14.2k views Asked by At

I'm writing an app that needs to store lots of files up to approx 10 million.

They are presently named with a UUID and are going to be around 4MB each but always the same size. Reading and writing from/to these files will always be sequential.

2 main questions I am seeking answers for:

1) Which filesystem would be best for this. XFS or ext4? 2) Would it be necessary to store the files beneath subdirectories in order to reduce the numbers of files within a single directory?

For question 2, I note that people have attempted to discover the XFS limit for number of files you can store in a single directory and haven't found the limit which exceeds millions. They noted no performance problems. What about under ext4?

Googling around with people doing similar things, some people suggested storing the inode number as a link to the file instead of the filename for performance (this is in a database index. which I'm also using). However, I don't see a usable API for opening the file by inode number. That seemed to be more of a suggestion for improving performance under ext3 which I am not intending to use by the way.

What are the ext4 and XFS limits? What performance benefits are there from one over the other and could you see a reason to use ext4 over XFS in my case?

2

There are 2 answers

6
Zan Lynx On BEST ANSWER

You should definitely store the files in subdirectories.

EXT4 and XFS both use efficient lookup methods for file names, but if you ever need to run tools over the directories such as ls or find you will be very glad to have the files in manageable chunks of 1,000 - 10,000 files.

The inode number thing is to improve the sequential access performance of the EXT filesystems. The metadata is stored in inodes and if you access these inodes out of order then the metadata accesses are randomized. By reading your files in inode order you make the metadata access sequential too.

5
MarkR On

Modern filesystems will let you store 10 million files all in the same directory if you like.

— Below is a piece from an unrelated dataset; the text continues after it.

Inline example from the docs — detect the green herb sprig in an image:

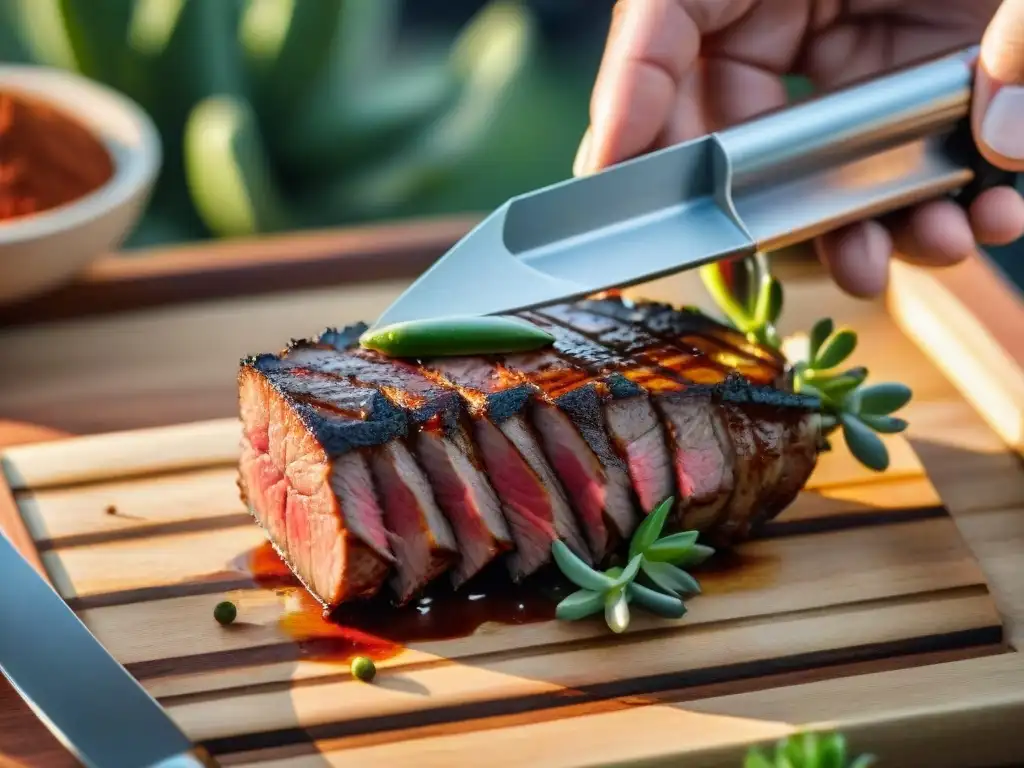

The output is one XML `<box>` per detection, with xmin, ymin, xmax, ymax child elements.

But tools (ls and its friends) will not work well.

I'd recommend putting a single level of directories, a fixed number, perhaps 1,000 directories, and putting the files in there (10,000 files is tolerable to the shell, and "ls").

I've seen systems which create many levels of directories, this is truly unnecessary and increases inode consumption and makes traversal slower.

10M files should not really be a problem either, unless you need to do bulk operations on them.

I expect you will need to prune old files, but something like "tmpwatch" will probably work just fine with 10M files.